I spent the morning contemplating the deeper meanings of Tuesday’s election - just me and a zillion other orange-clad fanatics lined up on the streets of San Francisco. For the San Francisco Giants’ World Series victory parade, people went nuts. The buzz of vuvuzelas, horns, sirens, costumes, cheering, chanting. (Oo-ree-bay! Oo-ree-bay!) So much fun.
Home again and once more serious, I offer this random download on Tuesday’s results:
- So much for slates.
The resident political camps wanted Santa Rosa voters to embrace slates of candidates. But the voters showed that they prefer to make their own choices, thank you very much.
The City Council winners are one from Column A, Susan Gorin, and two from Column B, Jake Ours and Scott Bartley.
Having run on a slate and having decried her rivals as “the big-box slate,” Gorin told a TV audience on election night: “Santa Rosans are pretty sophisticated. They reject slate politics.”
So now you tell us.
- Money can’t buy you happiness.
Meg Whitman, the Republican candidate for governor, spent $142 million of her own money, and in return, received 3,088,070 votes. As other bloggers have noted, that’s more than $45 a vote – more than $50 a vote if you add the donations from other sources.
Fruit baskets might have been cheaper.
- If you want to win, draw the lines yourself.
If you think California doesn’t need reapportionment reform, consider this: The approval rating for the California legislature barely reaches double digits, but not a single incumbent on the ballot Tuesday was defeated.
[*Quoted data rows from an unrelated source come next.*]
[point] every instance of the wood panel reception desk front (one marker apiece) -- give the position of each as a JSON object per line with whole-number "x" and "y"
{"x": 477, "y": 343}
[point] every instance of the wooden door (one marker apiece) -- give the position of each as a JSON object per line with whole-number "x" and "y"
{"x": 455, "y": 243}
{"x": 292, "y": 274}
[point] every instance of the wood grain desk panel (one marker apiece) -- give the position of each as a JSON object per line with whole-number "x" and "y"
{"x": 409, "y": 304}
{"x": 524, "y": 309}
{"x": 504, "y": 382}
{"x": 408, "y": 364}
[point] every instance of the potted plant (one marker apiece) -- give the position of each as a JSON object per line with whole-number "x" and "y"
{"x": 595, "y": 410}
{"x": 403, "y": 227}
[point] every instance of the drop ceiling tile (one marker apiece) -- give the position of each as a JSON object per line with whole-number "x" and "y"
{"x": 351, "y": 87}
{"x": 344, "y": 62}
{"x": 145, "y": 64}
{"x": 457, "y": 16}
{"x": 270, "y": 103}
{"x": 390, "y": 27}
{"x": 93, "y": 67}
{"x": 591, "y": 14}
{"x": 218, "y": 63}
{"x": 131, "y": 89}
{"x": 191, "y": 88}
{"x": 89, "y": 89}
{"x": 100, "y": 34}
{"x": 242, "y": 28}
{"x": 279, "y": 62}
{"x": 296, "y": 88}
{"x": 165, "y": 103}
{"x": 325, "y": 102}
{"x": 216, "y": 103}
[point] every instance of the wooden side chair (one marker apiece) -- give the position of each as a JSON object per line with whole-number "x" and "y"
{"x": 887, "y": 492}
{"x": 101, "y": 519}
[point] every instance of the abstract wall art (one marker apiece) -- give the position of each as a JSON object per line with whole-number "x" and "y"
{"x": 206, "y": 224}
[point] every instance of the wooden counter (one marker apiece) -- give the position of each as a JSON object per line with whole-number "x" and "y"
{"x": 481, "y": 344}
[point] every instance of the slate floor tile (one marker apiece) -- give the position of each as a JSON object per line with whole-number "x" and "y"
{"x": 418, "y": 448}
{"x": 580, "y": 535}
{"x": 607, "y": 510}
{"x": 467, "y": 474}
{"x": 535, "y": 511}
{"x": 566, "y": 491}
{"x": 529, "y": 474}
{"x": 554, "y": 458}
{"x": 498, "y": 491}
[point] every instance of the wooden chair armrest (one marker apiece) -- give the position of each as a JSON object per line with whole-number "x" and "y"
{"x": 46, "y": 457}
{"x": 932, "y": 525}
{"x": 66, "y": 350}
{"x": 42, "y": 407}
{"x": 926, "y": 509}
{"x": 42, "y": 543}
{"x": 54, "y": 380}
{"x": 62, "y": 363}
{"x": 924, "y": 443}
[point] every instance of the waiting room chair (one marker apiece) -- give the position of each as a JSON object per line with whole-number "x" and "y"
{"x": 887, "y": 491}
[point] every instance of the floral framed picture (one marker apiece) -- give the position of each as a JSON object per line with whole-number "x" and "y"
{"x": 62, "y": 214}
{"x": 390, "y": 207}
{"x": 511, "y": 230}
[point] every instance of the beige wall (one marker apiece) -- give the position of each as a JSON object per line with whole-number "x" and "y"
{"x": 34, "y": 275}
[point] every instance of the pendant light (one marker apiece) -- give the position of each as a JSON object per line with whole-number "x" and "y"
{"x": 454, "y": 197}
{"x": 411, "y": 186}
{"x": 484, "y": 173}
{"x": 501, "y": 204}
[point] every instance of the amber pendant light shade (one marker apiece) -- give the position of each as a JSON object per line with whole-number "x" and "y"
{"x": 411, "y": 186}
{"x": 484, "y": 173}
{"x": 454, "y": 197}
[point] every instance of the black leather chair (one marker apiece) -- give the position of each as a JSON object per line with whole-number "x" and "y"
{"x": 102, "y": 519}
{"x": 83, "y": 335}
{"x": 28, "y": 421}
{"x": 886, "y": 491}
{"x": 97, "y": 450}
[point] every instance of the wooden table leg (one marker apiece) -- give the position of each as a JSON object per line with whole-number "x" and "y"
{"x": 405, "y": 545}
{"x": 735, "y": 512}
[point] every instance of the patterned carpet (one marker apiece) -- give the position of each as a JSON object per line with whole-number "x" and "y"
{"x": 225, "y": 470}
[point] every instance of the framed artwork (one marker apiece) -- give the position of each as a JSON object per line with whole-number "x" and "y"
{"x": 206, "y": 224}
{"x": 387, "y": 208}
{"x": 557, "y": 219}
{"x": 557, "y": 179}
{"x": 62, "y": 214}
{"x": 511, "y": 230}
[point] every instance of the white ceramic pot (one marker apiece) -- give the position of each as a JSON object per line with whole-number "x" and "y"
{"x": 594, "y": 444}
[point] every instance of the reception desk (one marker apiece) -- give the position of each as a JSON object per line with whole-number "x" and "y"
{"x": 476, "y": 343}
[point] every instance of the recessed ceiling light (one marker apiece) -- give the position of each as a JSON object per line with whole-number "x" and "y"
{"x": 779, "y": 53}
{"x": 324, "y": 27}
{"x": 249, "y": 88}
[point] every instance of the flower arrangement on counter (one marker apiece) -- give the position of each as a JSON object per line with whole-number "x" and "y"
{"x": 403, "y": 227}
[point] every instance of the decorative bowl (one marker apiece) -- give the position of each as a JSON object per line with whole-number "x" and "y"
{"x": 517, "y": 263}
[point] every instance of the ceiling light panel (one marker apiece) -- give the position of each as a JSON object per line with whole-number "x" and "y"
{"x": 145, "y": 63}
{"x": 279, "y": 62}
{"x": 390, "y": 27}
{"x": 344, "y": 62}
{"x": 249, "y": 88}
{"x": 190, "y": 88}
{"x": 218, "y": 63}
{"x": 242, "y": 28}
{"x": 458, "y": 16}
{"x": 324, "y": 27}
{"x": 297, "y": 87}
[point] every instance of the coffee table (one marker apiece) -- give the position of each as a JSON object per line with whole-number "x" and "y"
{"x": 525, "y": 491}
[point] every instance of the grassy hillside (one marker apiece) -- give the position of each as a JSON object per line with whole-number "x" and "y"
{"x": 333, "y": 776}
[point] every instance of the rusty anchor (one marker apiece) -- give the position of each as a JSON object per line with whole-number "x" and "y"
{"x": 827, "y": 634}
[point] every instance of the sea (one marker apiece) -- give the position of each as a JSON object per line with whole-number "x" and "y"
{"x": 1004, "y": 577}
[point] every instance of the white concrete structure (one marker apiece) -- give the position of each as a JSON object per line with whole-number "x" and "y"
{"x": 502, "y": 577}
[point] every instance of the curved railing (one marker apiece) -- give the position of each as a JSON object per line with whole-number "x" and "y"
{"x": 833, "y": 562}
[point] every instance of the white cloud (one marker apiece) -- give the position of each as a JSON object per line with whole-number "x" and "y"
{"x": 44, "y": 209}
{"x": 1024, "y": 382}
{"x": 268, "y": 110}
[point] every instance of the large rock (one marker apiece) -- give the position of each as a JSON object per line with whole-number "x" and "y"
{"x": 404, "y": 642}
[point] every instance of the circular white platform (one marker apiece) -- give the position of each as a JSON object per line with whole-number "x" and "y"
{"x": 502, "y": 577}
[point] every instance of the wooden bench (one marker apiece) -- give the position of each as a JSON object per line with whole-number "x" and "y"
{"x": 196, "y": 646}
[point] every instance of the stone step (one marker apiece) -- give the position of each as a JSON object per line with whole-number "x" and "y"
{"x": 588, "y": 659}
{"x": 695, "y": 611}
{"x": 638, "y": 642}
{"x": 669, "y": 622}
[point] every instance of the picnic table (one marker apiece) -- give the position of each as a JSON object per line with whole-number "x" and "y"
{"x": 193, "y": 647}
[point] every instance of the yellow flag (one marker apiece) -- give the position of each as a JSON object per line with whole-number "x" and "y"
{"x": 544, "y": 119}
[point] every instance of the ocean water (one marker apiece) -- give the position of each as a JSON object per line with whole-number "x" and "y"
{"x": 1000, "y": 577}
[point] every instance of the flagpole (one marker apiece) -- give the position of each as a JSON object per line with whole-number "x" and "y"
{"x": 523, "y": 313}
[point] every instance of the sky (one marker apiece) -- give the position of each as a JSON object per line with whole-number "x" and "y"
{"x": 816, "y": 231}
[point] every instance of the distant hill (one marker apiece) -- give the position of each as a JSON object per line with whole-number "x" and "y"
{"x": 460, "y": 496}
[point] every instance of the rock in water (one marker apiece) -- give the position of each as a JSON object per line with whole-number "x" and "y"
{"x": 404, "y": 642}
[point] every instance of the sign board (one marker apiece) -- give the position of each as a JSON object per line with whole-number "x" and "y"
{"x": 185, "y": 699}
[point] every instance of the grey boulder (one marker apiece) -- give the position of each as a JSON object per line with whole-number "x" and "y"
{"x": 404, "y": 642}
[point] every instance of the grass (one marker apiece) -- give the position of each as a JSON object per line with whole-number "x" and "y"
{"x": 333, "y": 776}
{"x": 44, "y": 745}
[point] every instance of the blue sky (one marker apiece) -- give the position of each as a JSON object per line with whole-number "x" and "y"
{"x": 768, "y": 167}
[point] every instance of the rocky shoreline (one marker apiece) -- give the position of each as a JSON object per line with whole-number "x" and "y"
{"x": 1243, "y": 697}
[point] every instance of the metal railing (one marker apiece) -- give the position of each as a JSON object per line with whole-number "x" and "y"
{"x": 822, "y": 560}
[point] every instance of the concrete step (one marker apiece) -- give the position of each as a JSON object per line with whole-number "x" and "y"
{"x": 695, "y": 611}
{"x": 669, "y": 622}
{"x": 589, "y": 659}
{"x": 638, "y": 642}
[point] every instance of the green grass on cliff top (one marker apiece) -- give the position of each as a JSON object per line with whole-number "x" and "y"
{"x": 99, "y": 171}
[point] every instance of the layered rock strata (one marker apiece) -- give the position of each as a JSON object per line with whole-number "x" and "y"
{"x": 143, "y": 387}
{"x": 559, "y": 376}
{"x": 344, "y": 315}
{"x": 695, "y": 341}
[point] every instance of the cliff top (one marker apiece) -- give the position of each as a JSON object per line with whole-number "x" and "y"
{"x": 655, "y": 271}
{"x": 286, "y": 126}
Not one.
The good news is, district boundaries are scheduled to be re-drawn by a citizens’ commission in time for the 2012 elections.
- In a sea of red, there is still California.
Political landscapes change, and some day, California might be a red state. But if Republicans couldn’t win major statewide races in this election, it may be a long time before they do. While Democrats were being routed in most other states, Democrat Jerry Brown recaptured the governor’s office after a 28-year absence and Democrat Barbara Boxer won six more years in the United States Senate.
- There’s no Republican like Schwarzenegger.
Republican Gov. Arnold Schwarzenegger today was celebrating a victory over Texas oil companies and the defeat of Proposition 23, an initiative to suspend the state’s efforts to curb greenhouse gas emissions. Can you name another Republican politician who worries about climate change and picks fights with oil companies?